Defining accuracy and precision
In common parlance “accuracy” and “precision” are used interchangeably but in the scientific world they are different. Accurate means the measure is correct. Precise means the measure is consistent with other measurements. Of course the ideal is where a measurement is both accurate and precise. The nightmare scenario is when your measurement is both inaccurate and imprecise.
Accurate Estimation
Accuracy: The closeness of a given measurement to its true value, i.e. whether the measure is correct.
If I have to choose between accuracy and precision then I’ll go with accuracy. If our example item really does take “roughly 2 weeks” then the estimate is accurate. If most of the estimates are accurate then I can work with them and put together a schedule, which in my world means a Release Plan.
Precise Estimation
Precision: The stability of that measurement when repeated many times, i.e. whether the measurement is consistent with other measurements.
“4.75 days” is a very precise estimate. The number of significant figures increases with the precision of a measurement (NDT: Significant Figures (Digits)). So a high number of significant figures (Significant digits) implies a high precision. In this case the estimate suggests we’ve built up an estimation process that allows us to estimate items precisely to the quarter day. Usually only possible by collecting and comparing a lot of estimates.
The two significant places in our “4.75 days” estimate says nothing about the accuracy of the measurement. Who cares about that last 0.75 days of the estimate if the whole estimate is out by 10 days!
In contrast “Roughly 2 weeks” is not at all precise.
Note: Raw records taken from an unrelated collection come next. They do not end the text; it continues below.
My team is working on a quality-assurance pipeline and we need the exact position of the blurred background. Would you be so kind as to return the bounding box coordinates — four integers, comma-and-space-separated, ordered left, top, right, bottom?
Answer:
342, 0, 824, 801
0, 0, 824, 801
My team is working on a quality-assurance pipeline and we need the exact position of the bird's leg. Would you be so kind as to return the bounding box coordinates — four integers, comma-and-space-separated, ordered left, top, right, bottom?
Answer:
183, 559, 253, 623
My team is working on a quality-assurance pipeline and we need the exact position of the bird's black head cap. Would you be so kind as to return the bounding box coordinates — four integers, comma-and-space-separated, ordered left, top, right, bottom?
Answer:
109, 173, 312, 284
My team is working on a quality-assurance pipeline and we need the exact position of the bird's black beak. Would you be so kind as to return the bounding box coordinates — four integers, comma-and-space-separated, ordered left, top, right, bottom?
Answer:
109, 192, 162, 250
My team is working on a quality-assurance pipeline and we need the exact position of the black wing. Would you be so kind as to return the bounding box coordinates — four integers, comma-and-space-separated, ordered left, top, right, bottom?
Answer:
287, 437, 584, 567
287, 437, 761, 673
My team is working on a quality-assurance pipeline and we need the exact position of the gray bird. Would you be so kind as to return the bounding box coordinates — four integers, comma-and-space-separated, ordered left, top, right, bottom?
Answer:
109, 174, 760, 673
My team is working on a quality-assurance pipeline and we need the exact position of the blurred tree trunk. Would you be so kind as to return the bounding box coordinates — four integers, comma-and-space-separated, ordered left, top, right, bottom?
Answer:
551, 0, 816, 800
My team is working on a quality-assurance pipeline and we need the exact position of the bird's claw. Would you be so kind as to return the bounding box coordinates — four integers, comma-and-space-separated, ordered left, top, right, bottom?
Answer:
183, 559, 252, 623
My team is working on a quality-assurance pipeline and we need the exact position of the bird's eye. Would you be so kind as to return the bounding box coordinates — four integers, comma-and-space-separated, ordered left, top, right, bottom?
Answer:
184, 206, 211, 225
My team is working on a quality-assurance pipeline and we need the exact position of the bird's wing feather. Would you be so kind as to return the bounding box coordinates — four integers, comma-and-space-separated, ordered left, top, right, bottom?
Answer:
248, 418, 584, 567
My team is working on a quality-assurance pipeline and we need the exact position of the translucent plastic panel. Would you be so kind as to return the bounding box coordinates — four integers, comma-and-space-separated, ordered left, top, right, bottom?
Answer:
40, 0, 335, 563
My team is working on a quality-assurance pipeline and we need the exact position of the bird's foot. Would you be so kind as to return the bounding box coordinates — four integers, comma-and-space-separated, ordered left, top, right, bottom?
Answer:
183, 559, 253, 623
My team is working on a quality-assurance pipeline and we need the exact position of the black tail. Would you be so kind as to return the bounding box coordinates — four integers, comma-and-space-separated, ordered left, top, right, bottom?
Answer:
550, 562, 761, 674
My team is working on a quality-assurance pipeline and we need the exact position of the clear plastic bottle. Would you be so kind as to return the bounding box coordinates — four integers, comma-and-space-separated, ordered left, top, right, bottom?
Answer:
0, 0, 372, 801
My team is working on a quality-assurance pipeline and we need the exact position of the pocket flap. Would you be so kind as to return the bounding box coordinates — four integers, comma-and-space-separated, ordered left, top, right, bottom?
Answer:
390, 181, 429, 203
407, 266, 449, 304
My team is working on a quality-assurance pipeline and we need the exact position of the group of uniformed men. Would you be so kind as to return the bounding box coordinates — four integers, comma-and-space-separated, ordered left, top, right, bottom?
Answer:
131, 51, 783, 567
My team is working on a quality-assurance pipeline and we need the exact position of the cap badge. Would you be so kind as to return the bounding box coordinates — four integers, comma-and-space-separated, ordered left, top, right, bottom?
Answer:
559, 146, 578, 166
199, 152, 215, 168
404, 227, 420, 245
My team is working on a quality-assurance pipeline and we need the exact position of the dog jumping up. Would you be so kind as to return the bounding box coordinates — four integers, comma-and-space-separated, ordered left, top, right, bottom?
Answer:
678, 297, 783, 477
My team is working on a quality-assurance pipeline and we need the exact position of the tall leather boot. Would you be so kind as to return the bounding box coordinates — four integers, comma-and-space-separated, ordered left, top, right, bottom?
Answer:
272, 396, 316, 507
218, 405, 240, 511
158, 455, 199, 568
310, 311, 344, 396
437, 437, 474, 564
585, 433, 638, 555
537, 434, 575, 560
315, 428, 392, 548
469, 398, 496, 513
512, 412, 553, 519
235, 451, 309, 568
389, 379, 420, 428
Anything between 10 and 20 days might be “roughly 2 weeks”. That might bother other people but not me. I don’t really care whether a particular item takes 10 days or 20. I care more that the average for all “roughly 2 weeks” items is 14 days.
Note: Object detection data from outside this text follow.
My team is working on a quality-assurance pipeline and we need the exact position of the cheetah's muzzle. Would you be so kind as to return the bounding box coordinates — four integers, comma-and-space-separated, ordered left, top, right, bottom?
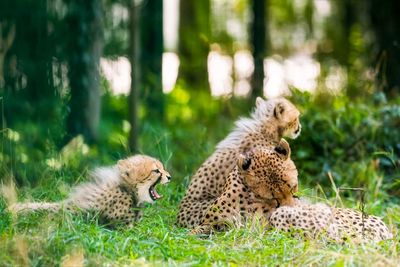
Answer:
149, 175, 162, 201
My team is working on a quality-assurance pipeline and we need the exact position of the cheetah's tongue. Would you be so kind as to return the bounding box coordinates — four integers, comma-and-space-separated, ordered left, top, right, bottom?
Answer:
150, 187, 162, 199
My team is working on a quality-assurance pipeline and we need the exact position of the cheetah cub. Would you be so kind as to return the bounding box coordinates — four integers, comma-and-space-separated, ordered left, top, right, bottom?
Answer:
9, 155, 171, 226
191, 139, 298, 234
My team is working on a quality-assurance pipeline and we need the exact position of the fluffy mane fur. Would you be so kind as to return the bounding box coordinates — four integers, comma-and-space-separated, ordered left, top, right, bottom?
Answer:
216, 98, 287, 149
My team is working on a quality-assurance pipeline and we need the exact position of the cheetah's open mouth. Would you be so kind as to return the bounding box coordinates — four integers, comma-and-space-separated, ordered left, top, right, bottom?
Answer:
149, 176, 162, 201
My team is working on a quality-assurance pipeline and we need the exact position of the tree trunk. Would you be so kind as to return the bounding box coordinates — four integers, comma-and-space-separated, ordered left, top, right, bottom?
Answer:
139, 0, 164, 121
251, 0, 267, 98
67, 0, 103, 143
178, 0, 211, 90
128, 0, 140, 153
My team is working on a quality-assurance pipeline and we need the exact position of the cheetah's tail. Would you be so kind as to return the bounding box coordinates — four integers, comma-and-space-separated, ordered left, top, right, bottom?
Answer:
8, 202, 61, 213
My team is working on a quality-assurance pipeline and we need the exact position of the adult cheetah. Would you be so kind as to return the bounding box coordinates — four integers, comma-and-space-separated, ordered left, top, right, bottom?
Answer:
269, 201, 393, 241
191, 140, 298, 234
9, 155, 171, 226
177, 97, 301, 228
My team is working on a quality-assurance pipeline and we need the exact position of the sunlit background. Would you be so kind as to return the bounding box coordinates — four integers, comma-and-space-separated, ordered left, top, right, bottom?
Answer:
101, 0, 338, 97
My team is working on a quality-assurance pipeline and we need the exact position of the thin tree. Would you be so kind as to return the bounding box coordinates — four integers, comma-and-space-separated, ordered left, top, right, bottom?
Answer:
178, 0, 211, 90
139, 0, 164, 121
250, 0, 267, 98
66, 0, 103, 143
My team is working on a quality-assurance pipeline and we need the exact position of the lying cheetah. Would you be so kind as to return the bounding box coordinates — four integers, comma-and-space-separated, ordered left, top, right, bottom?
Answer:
191, 140, 297, 234
9, 155, 171, 226
270, 201, 393, 241
177, 97, 301, 228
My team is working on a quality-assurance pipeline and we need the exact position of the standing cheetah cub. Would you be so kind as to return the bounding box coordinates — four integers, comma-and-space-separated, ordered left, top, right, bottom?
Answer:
9, 155, 171, 228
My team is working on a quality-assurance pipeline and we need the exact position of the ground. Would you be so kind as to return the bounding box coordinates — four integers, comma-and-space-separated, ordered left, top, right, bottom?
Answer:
0, 181, 400, 266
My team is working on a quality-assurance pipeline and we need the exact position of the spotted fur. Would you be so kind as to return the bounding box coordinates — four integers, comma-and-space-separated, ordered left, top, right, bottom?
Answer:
9, 155, 171, 228
177, 97, 301, 228
270, 202, 393, 241
192, 140, 297, 234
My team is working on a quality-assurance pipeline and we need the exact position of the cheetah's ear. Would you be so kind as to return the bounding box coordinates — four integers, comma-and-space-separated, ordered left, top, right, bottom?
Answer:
275, 138, 291, 160
238, 154, 251, 171
256, 96, 265, 107
274, 102, 285, 120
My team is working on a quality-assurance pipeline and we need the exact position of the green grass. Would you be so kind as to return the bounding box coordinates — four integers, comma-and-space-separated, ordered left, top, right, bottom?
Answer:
0, 164, 400, 266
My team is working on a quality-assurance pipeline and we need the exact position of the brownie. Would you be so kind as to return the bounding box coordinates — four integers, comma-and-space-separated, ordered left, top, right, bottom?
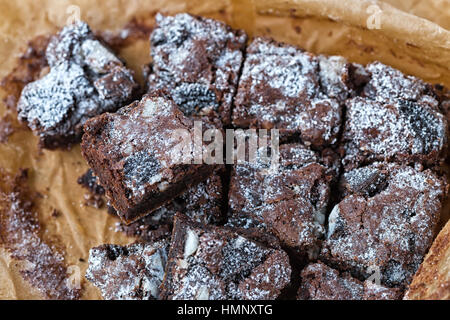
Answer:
161, 214, 291, 300
297, 262, 403, 300
148, 13, 247, 125
77, 169, 105, 196
86, 240, 169, 300
228, 144, 334, 260
320, 163, 448, 287
81, 94, 217, 224
118, 174, 225, 241
17, 22, 139, 149
342, 62, 447, 171
232, 38, 352, 148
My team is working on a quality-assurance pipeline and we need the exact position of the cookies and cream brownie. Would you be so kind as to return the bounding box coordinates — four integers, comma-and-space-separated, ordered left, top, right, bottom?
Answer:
86, 240, 169, 300
232, 38, 352, 148
161, 214, 291, 300
17, 22, 139, 149
342, 62, 448, 171
228, 144, 334, 260
81, 94, 217, 224
320, 163, 447, 288
117, 174, 226, 241
297, 262, 403, 300
148, 13, 247, 125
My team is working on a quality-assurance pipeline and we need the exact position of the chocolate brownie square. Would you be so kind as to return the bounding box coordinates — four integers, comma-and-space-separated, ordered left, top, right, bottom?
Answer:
161, 214, 291, 300
17, 22, 139, 149
148, 13, 247, 125
228, 144, 334, 260
117, 174, 226, 241
232, 38, 352, 148
81, 94, 220, 224
297, 262, 402, 300
342, 63, 448, 171
86, 240, 169, 300
320, 163, 448, 287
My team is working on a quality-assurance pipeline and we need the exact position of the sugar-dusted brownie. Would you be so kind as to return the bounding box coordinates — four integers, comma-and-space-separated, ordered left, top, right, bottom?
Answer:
227, 143, 336, 259
86, 240, 169, 300
161, 214, 291, 300
81, 94, 220, 224
148, 13, 247, 125
320, 163, 448, 287
118, 174, 226, 241
17, 22, 139, 149
362, 61, 437, 104
232, 38, 353, 147
342, 62, 447, 170
297, 262, 402, 300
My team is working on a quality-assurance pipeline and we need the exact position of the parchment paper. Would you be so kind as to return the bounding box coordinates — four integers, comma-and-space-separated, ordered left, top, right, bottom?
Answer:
0, 0, 450, 299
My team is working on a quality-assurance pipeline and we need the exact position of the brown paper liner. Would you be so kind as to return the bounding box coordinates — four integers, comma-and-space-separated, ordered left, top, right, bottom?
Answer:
0, 0, 450, 299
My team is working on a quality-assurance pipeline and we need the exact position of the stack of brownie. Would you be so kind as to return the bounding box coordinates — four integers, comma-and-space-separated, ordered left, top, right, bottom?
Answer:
15, 14, 448, 299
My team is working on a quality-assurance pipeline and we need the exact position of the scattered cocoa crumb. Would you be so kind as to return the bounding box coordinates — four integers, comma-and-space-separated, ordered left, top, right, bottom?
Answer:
52, 209, 61, 218
77, 169, 105, 198
84, 193, 105, 209
0, 168, 81, 300
0, 35, 51, 110
0, 115, 14, 143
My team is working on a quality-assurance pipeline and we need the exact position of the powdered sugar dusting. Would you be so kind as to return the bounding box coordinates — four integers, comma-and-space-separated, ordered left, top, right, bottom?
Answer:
233, 38, 349, 147
17, 22, 138, 148
165, 222, 291, 300
86, 241, 168, 300
321, 163, 445, 286
149, 14, 247, 123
I’m also conscience that a precise estimate often comes from a longer estimation process. The time invested in estimation is time people are not building stuff. I’d prefer they were developing so try to minimise estimation effort.
A rough but accurate estimate is good enough for me.
References
NDT Resource Center. (n.d.). NDT: Significant Figures (Digits). Author.
Wikipedia. (n.d.). Accuracy and Precision. Author.
Truly succinct framing of an often difficult topic. Getting the senior management bought into this over the medium-term is the main precursor to this for a down on the ground project manager. Shouldn’t be too hard.